REP27, a Tetratricopeptide Repeat Nuclear-encoded and Chloroplast-localized Protein Functions in the D1/32 kD Reaction Center Protein Turnover and PSII Repair from Photodamage

Sungsoon Park , Phichaya Khamai , Jose Gines Garcia-Cerdan , and Anastasios Melis *

Department of Plant and Microbial Biology, University of California, Berkeley, CA, 94720-3102, USA

* Corresponding author; email: melis{at}nature.berkeley.edu.
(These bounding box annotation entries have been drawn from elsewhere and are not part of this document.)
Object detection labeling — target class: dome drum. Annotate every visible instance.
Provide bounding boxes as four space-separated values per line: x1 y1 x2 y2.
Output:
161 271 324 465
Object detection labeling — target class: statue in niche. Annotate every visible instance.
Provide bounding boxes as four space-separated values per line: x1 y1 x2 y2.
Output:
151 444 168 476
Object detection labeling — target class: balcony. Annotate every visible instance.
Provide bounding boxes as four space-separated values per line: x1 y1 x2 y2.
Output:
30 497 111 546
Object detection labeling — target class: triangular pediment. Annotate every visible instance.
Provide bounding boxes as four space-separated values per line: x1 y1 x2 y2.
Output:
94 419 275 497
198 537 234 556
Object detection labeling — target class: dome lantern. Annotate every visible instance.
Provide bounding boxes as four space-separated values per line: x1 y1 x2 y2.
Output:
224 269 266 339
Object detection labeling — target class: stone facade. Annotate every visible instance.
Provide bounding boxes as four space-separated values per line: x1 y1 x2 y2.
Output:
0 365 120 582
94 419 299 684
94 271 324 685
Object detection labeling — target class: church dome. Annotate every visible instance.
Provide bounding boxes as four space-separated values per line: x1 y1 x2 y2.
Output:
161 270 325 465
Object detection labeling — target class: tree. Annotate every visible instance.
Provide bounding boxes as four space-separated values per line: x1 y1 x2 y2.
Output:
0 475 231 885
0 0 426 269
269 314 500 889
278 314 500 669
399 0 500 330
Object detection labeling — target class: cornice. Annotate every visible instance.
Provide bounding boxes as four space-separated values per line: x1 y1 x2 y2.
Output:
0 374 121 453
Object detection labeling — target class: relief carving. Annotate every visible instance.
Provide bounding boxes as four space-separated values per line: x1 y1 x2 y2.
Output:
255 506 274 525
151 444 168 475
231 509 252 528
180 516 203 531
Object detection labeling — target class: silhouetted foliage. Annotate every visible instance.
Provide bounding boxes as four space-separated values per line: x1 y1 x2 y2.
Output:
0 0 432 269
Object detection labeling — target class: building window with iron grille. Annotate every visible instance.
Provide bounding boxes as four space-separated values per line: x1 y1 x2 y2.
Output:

The goal of this research is elucidation of the molecular mechanism for the unique photosystem-II (PSII) damage and repair cycle in chloroplasts. A frequently occurring irreversible photo-oxidative damage inhibits the PSII charge separation reaction and stops photosynthesis. The chloroplast PSII repair process rectifies this adverse effect by selectively removing and replacing the photo-inactivated D1/32 kD reaction center protein (the chloroplast-encoded psbA gene product) from the massive (>1,000 kD) H2O-oxidizing and O2-evolving PSII holocomplex. DNA insertional mutagenesis in the model organism Chlamydomonas reinhardtii was applied for the isolation and characterization of rep27, a repair-aberrant mutant. Gene cloning and biochemical analyses in this mutant resulted in the identification of REP27, a nuclear gene encoding a putative chloroplast-targeted protein, which is specifically required for the completion of the D1 turnover process, but is not essential for the de novo biogenesis and assembly of the PSII holocomplex in this model green alga. The REP27 protein contains two highly conserved tetratricopeptide repeats, postulated to facilitate the psbA mRNA co-translational insertion of the nascent D1 protein in the existing PSII core template. Elucidation of the PSII repair mechanism may reveal the occurrence of hitherto unknown regulatory and catalytic reactions for the selective in situ replacement of specific proteins from within multi-protein complexes.